It seems the key to American social progress in the 21st century is simple: more conservatives having more life experiences.
Yes, that was harsh. But on the other hand, there may be a whole lot of truth to what Benen says. As of late, it seems like the bulk of the Republicans "coming out" for equality are the ones with the most to gain and/or least to lose by "coming out".
Meanwhile in the heart of the G-O-TEA, strong resistance to equality remains. In fact, current G-O-TEA darling & Senator Marco Rubio (R-Florida) just boasted of his continuing strident opposition to marriage equality yesterday at CPAC! And of course, CPAC itself lists pro-homophobia/transphobia organizations as its co-sponsors while limiting the involvement of pro-equality Republican outfits.
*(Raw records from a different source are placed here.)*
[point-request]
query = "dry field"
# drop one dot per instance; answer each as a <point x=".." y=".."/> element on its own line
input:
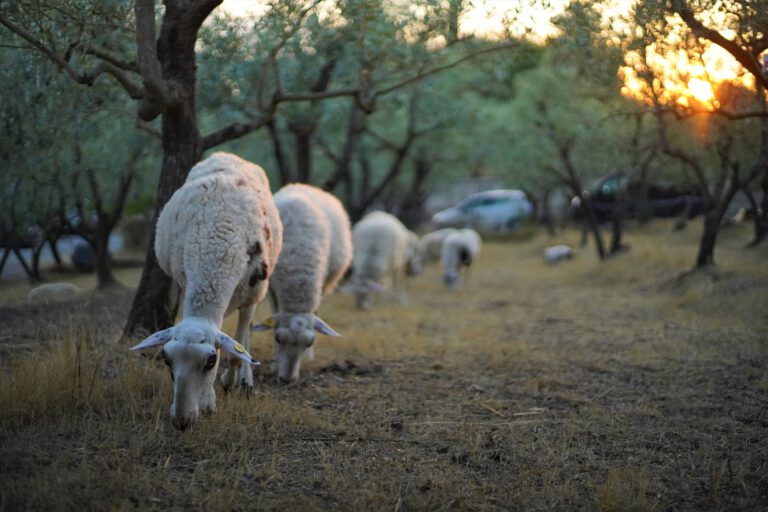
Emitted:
<point x="585" y="386"/>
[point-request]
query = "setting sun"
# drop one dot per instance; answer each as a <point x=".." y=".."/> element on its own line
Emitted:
<point x="666" y="74"/>
<point x="701" y="90"/>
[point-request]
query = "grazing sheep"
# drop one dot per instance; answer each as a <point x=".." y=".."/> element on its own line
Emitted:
<point x="557" y="253"/>
<point x="384" y="249"/>
<point x="218" y="237"/>
<point x="430" y="245"/>
<point x="459" y="251"/>
<point x="54" y="292"/>
<point x="317" y="251"/>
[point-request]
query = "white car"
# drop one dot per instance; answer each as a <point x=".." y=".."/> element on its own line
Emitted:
<point x="491" y="211"/>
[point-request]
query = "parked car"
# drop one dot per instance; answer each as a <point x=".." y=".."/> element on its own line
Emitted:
<point x="491" y="211"/>
<point x="658" y="201"/>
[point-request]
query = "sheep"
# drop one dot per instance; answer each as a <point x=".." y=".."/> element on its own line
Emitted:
<point x="54" y="292"/>
<point x="557" y="253"/>
<point x="384" y="249"/>
<point x="219" y="239"/>
<point x="430" y="245"/>
<point x="459" y="250"/>
<point x="317" y="251"/>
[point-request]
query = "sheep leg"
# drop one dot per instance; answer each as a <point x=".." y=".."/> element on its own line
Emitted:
<point x="242" y="335"/>
<point x="239" y="372"/>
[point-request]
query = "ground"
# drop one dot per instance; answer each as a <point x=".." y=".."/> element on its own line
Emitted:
<point x="618" y="385"/>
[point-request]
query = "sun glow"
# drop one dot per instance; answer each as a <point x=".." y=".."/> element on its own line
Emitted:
<point x="666" y="74"/>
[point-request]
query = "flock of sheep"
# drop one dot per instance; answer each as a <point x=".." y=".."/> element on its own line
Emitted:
<point x="227" y="242"/>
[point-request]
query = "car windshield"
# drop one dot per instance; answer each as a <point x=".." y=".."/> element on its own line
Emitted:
<point x="474" y="202"/>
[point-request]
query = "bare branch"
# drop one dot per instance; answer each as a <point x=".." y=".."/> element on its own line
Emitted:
<point x="745" y="57"/>
<point x="424" y="74"/>
<point x="81" y="77"/>
<point x="236" y="130"/>
<point x="158" y="93"/>
<point x="113" y="59"/>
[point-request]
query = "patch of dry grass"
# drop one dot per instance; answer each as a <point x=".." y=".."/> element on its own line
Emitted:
<point x="612" y="385"/>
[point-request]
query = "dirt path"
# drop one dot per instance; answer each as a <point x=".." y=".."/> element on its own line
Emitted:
<point x="588" y="386"/>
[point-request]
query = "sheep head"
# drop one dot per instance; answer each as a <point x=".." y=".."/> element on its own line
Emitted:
<point x="191" y="351"/>
<point x="294" y="338"/>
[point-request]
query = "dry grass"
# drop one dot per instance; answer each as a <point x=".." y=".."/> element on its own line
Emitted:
<point x="598" y="386"/>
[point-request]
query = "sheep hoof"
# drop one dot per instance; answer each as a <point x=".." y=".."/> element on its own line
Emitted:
<point x="246" y="389"/>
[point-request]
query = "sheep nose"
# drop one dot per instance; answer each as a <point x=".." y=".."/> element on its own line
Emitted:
<point x="182" y="423"/>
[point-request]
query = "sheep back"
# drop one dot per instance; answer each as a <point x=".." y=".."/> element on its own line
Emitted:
<point x="220" y="235"/>
<point x="460" y="248"/>
<point x="317" y="247"/>
<point x="431" y="244"/>
<point x="381" y="244"/>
Even here in Nevada, where one would think "libertarian" attitudes on "personal freedom" would influence Republicans otherwise, evolution has been incredibly difficult. None of the Nevada Republicans in Congress has endorsed marriage equality. Governor Brian Sandoval (R-Scared?) continues to fight equality in court. And even a certain (in)famous Nevada Republican legislator has introduced a "Trojan Horse Bill" meant to strip even the basic defenses from wrongful discrimination from LGBTQ Nevadans!
So Rob Portman's big announcement today is certainly a major step forward. It's now just a matter of whether his fellow Republicans will start moving alongside him. That question looks to be up in the air at the moment.